Me sentí como un intruso, de modo que retrocedí en la oscuridad, preguntándome qué había significado Herschel para Jay. Los dos hombres eran un juego de contrastes: blanco y negro, joven y viejo, vivo y muerto; pero la familiaridad con que hablaba Jay al hombre muerto daba a entender que había habido una relación personal. Finalmente se levantó y se subió a la cabina. Limpió uno de los indicadores y lo examinó, luego encendió el motor. No pasó nada. Trató de apartar el cuerpo congelado, pero no se movió. La mano sin guante del difunto estaba sobre la palanca de cambios, sin llegar a aferraría pero en contacto.

Empujó y tiró de la mano, pero estaba totalmente atascada.

—Está congelada.

—No rasgues la piel —dije.

—Sí, joder, ya lo sé —bramó Jay hacia la nieve, con su largo abrigo ondeando detrás de él—. ¡Ven aquí, Bill!

—¿Qué?

—Sube aquí, te necesito.

—¿Para qué?

—¡Ven!

Subí con torpeza a la cabina, sintiéndome mal por todo.

—¡Dios, lay, ahora tendría que estar en la cama, y no aquí!

La cara del muerto miraba hacia arriba, hacia la tormenta.

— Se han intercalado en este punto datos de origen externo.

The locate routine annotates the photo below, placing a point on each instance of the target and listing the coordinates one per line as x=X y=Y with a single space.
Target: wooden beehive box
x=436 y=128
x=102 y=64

Se había amontonado nieve sobre sus ojos abiertos. Llevaba un reloj digital, y la luz roja del diminuto segundero parpadeaba como si su dueño pudiera consultarlo en cualquier momento. Me fijé en que no llevaba calcetines y que sus zapatos eran planos y blandos, en lugar de botas resistentes por encima del tobillo.

—Tú sólo cógele las manos y trata de calentárselas.

—¿Estás loco?

—Sí, lo estoy.

—No pienso coger las manos de un muerto.

—No puedo mover este trasto si no.

—¿Por qué no llamas a la policía?

—No puedo, abogado —dijo él con un tono bajo, lleno de determinación—. No puedo hacerlo.

Se me pasó por la cabeza trepar la cuesta de arena, subirme a la furgoneta de Jay, comprobar si tenía las llaves puestas, dejar la caja del dinero en el suelo y largarme de allí. Y una vez en Manhattan, abandonar la furgoneta en un descampado e ir derecho a mi apartamento. Subir la escalera, introducir la llave en la cerradura y dejarme caer en la cama, dar las buenas noches a la luna y soñar con Salma Hayek. Podía hacerlo. Podía hacerlo en ese preciso instante.